A Associação Internacional de Transporte Aéreo, a IATA, calcula que o combustível poderá representar 31,4% dos custos operacionais das companhias aéreas em 2026, acima dos 25,4% registrados em 2025. A entidade atribui esse avanço diretamente ao aumento do preço do querosene de aviação. 

A IATA trabalha com uma projeção média de US$ 152 por barril para o combustível de aviação em 2026, cerca de 69% acima da média de 2025. Caso essa estimativa se confirme, a conta anual de combustível do setor poderá aumentar em aproximadamente US$ 100 bilhões. 

Diante dessa pressão, as empresas costumam adotar uma combinação de medidas:

* reajustar tarifas;

* reduzir promoções;

* rever frequências;

* retirar rotas menos rentáveis;

* cobrar sobretaxas de combustível;

* buscar aviões mais eficientes;

* ampliar operações de proteção financeira contra a alta do petróleo.

O repasse ao passageiro depende da duração da crise, da concorrência em cada rota e do nível de proteção contratado por cada companhia.

Petróleo já ultrapassou US$ 100 durante a semana

A referência inicial de petróleo acima de US$ 90 corresponde ao movimento observado na segunda-feira, quando o Brent chegou a aproximadamente US$ 90,97 por barril.

A cotação, porém, avançou novamente nos dias seguintes e superou US$ 100 na quinta-feira. O salto foi provocado por ataques contra petroleiros sauditas e pelo temor de que o conflito comprometa uma parcela maior do fornecimento mundial. 

Nesta sexta-feira, o Brent era negociado perto de US$ 98,87 por barril, mesmo depois de uma realização de lucros. O valor ainda representava uma alta semanal próxima de 12%. O petróleo norte-americano WTI estava na faixa de US$ 90,59. 

Isso significa que a pressão deixou de ser apenas pontual. Quanto mais tempo o petróleo permanecer próximo ou acima de US$ 100, maior será a possibilidade de efeitos sobre os custos das empresas, o planejamento da malha aérea e os preços pagos pelos passageiros.

Estreito de Ormuz volta ao centro das preocupações

O Estreito de Ormuz é uma das rotas marítimas mais importantes do mundo.
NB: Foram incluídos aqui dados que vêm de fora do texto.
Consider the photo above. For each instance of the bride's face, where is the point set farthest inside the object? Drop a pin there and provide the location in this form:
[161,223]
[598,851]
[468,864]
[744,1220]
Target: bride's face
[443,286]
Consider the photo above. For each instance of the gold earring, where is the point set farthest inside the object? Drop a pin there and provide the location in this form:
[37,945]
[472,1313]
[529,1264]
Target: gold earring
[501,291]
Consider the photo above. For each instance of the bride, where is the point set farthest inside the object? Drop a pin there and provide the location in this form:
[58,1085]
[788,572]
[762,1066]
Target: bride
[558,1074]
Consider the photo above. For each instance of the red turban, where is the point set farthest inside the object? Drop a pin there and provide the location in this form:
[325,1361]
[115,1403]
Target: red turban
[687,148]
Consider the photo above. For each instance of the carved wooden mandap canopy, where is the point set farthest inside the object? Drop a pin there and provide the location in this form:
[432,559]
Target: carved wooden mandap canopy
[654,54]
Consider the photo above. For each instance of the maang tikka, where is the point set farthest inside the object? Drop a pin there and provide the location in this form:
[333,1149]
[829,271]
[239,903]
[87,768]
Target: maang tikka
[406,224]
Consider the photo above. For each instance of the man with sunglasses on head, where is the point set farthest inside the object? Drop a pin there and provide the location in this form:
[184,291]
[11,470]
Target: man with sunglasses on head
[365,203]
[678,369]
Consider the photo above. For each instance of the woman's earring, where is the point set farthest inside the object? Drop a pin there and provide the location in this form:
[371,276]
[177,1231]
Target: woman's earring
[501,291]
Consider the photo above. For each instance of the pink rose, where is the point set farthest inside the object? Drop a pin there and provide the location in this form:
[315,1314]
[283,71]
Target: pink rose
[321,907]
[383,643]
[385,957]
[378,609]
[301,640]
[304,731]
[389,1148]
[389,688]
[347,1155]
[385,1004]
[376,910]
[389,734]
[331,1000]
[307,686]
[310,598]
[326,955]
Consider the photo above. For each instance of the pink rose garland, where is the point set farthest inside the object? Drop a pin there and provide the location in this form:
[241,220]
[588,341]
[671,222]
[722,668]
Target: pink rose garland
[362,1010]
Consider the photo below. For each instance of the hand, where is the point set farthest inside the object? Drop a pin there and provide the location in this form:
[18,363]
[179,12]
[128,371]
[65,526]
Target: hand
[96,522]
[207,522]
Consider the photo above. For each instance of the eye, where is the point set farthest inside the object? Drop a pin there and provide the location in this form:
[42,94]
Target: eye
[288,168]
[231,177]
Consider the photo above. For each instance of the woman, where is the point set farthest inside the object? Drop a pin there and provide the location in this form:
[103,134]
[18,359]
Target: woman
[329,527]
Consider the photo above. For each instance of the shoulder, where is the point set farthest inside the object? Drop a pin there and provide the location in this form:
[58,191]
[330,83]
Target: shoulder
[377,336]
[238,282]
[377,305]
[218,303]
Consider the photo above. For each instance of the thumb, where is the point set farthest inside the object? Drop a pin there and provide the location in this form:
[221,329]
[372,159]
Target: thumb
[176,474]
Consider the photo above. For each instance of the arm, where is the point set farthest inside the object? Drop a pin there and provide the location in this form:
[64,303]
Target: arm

Localizado entre o Irã e Omã, o corredor conecta o Golfo Pérsico ao Golfo de Omã e ao Mar Arábico.

Uma parcela relevante das exportações globais de petróleo e gás natural liquefeito passa diariamente pela região. Por isso, qualquer ameaça de bloqueio, redução do tráfego ou ataque contra embarcações pode provocar uma reação imediata nos preços.

Nas últimas semanas, o conflito entre Estados Unidos e Irã, os ataques contra navios e a redução do fluxo de petroleiros aumentaram o chamado prêmio de risco geopolítico.

O mercado também acompanha a situação no Estreito de Bab el-Mandeb, que conecta o Mar Vermelho ao Golfo de Áden. Interrupções simultâneas nesses dois corredores poderiam obrigar embarcações a adotar rotas mais longas e caras, elevando custos de energia, transporte e seguros. 

Ações de Ryanair e Wizz Air caíram

As companhias aéreas estiveram entre as empresas mais afetadas nos mercados europeus.

Na segunda-feira, as ações da Ryanair recuaram aproximadamente 7,2%, enquanto a Wizz Air caiu cerca de 3%. A reação refletiu tanto a alta do petróleo quanto a divulgação de resultados abaixo das expectativas pela Ryanair. 

Outras empresas, como Lufthansa, Air France-KLM, IAG e easyJet, também foram pressionadas.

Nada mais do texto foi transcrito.